ROI generated by the perception of an applicant’s ability to “cross disciplines,” and then actually being able to do it effectively
Teaching effectively, and the ability to avoid teaching badly, requires that a faculty member possesses the ability and the will to engage in continual learning processes that inform and are informed by her own discipline, and, more recently, a broad spectrum of others like the social sciences, marketing and some aspects of computing and information science. Learning to incorporate understandings from disciplines outside your own into your teaching, and placing students in learning situations where they learn to construct rather than merely perform knowledge are being increasingly sought after by academic search committees. This can allow specific departments, and areas within departments, to seek funding derived from projects undertaken by faculty-led teams of students sponsored by public and private sector companies, philanthropic organizations, alumni and alumni groups and community foundations. Bringing funding into your area, department, college or school = ROI generated (at least in part) by you. Applicants for faculty positions who are capable of planning and operating these types of projects stand a much better chance of “making the cut.”

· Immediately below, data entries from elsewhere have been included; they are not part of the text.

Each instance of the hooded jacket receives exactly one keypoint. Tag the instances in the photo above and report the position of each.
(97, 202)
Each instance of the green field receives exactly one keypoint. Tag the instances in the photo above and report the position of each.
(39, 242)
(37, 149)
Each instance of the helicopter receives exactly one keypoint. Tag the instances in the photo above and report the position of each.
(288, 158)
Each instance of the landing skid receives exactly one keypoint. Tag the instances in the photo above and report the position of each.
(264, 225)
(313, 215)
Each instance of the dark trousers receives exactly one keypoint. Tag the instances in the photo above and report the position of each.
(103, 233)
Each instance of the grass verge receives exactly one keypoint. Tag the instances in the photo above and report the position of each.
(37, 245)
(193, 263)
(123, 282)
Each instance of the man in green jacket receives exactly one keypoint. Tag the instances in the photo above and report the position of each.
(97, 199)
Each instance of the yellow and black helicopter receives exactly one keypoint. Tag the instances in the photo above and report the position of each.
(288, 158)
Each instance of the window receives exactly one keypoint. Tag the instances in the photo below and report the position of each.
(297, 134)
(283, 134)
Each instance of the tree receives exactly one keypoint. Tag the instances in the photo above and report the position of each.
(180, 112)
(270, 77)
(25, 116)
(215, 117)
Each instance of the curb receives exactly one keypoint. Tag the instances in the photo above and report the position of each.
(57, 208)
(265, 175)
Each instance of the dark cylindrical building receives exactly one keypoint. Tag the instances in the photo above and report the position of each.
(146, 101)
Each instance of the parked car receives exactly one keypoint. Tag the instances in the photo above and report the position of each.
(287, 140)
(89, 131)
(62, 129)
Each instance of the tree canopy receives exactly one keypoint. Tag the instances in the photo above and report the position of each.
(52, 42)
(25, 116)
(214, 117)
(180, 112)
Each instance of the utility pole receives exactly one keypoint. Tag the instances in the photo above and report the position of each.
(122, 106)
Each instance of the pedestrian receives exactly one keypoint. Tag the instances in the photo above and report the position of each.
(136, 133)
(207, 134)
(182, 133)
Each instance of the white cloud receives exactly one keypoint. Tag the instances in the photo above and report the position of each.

ROI generated by an applicant’s ability to “broadly spread” her knowledge of design across her institution
Faculty members who can teach courses that allow students from their discipline to coalesce with students from other disciplines, and, in so doing, create more broadly informed learning experiences for all of the students involved, also have the potential to increase some aspects of their institutions’ ROIs. This is being fueled by the demand across more institutions of higher learning for people who possess the ability to think as designers think, to analyze the functions of multiple models and prototypes to inform decision-making, to engage in iterative, experientially informed processes, and to invent when innovation fails to improve or ameliorate. People who can teach these skills and understandings to students who graduate and then use them to earn more money and to afford themselves a greater array of life and career opportunities are now becoming more highly valued by institutions of higher learning, and this trend isn’t showing signs of wavering. Designers and other university-level faculty who can work across disciplines also have greater opportunities to seek and secure funding in the contemporary American fiscal landscape to support their creative activity, scholarship and research. If your application materials provide evidence of you having done things like this, or having the potential to do them in the near future, you’ll also bolster your chances of being added to many institution’s short lists for potential hires.